Pregnancy and Rheumatic Diseases

M. Gayed; C. Gordon


Rheumatology. 2007;46(11):1634-1640. 

In This Article

Fetal Outcome

Fetal Loss

Pregnancies in SLE patients are associated with a greater risk of still births, abortions and premature delivery than in the general population.[15,51] The risk is increased in women who have previously experienced fetal loss, active renal disease at conception, maternal hypertension and the presence of anti-phospholipid antibodies. Recurrent fetal loss is also one of the criteria when diagnosing APS and the presence of both lupus anticoagulant and anticardiolipin antibodies is associated with the highest risk of fetal loss.

Intrauterine Growth Restriction

The risk of IUGR is increased in pregnancies with a maternal diagnosis of SLE and APS despite adjustment for maternal ethnicity.[21] In SLE patients, hypertension, active lupus and APS are significant predictive factors for IUGR.[14,50,52,53] Fetal loss in early pregnancy in APS can be due to failure of the placenta to implant, due to the effect of anti-phospholipid antibodies on anionic phospholipids and the effect of B2-glycoprotein on trophoblasts. Thrombosis in APS is also thought to have a role in pregnancy loss due to uteroplacental insufficiency from multiple placental thromboses and infarcts.[31] A good predictor of adverse pregnancy outcome is doppler ultrasound examination during the second trimester. An abnormal uterine artery wave form has been shown to be a predictor of fetal or neonatal death.[54] The use of aspirin and heparin in pregnancy probably reduces miscarriages by an antithrombotic mechanism, as well as by preventing pathological apoptosis and anti-complement effects.[55]

Premature Delivery

Premature delivery is common in patients with lupus, vasculitis, systemic sclerosis and especially antiphospholipid syndrome.[26,45,46,52,56] Premature delivery has been found to occur in up to 55% of SLE and vasculitis pregnancies. Fetal outcome, in terms of IUGR, prematurity and fetal loss were more favourable in patient with a past history of lupus nephritis if the patients renal function is normal, blood pressure is controlled and there is no significant proteinuria at conception.
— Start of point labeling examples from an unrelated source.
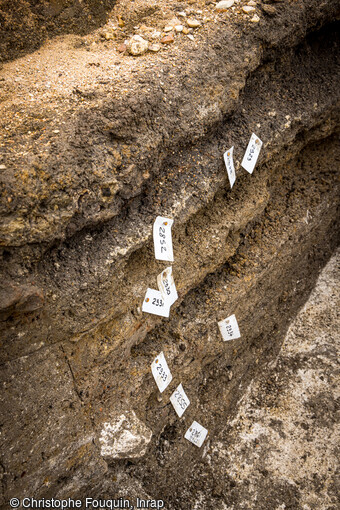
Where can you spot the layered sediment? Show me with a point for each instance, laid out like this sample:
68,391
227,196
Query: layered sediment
95,145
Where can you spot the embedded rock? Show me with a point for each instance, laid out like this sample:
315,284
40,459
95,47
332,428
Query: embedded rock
124,437
137,45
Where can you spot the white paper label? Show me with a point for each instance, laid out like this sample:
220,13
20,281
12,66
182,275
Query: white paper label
252,153
161,372
162,239
229,328
179,400
196,434
167,286
229,163
154,303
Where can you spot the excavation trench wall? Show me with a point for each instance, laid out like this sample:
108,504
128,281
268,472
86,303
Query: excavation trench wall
77,253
There are several complications of prematurity, regardless of underlying cause, such as breathing difficulties, infection, jaundice, feeding difficulties, developmental abnormalities and neonatal death. Breathing difficulties are usually due to insufficient surfactant, which can be reduced by a 48-h course of dexamethsone or betamethasone in cases where there is a high chance of premature delivery, such as active maternal disease or fetal distress. Although prematurity and neonatal problems are common in children born to women with APS, the long-term childhood course has been found to be similar to that of other premature infants.[57] It has also been found that the children born to mothers with lupus, have a similar incidence of minor physical abnormalities as that of the general population in a small US study.[58]